Но о Кинге думать было нельзя. Как и о маме. Об отце. Вообще нельзя было сейчас думать о людях, которых любишь. Это лишает сил…

Из актового зала неслась песня. Мышка невольно прислушалась и усмехнулась.

— «Ровесники, ровесницы, девчонки и мальчишки, одни поем мы песенки, одни читаем книжки…» — выводил нестройно девичий хор.

Однако, подумала она, прищуриваясь на серые тени, ожидающие ее. Неплохое сопровождение…

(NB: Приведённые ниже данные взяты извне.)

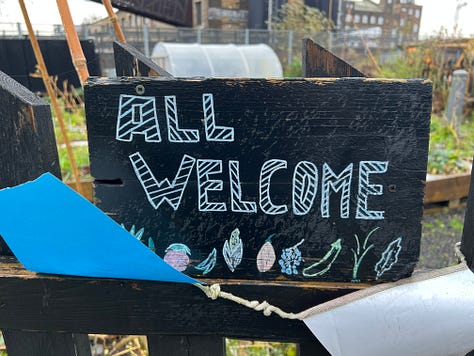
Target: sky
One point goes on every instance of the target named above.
(436, 13)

Она подошла к ним и остановилась. Странно, по еще пять секунд назад она не сомневалась в том, что ей надо драться. Именно так, как они этого хотят. А теперь словно вспыхнул перед ней образ, виденный ею в храме. Глаза смотрели прямо на нее — Мышка не могла понять только, чего в этом взгляде зеленоватых глаз больше: жалости, любви, гнева? Потом она словно услышала голос — внутри самой себя, и голос ей сказал: «Разве так необходимо делать то, чего от тебя ожидают? В чем же тогда победа? И разве такая победа не окажется пирровой?»

Она застыла, недоумевая, как ей поступить дальше. Кажется, противниками это было неправильно истолковано — они переглянулись, причем тот, что обычно смотрел на Мышку недобрым и тяжелым взглядом, никак не отреагировал, продолжая тупо наблюдать за каждым Мышкиным движением. Второй, со стариковским лицом, презрительно скривил губы, а Ленка зло рассмеялась:

— Трусишь? В штанишки еще не наложила?

Мышка медленно подняла на нее глаза и спокойно улыбнулась, покачав головой:

— Нет… Просто думаю.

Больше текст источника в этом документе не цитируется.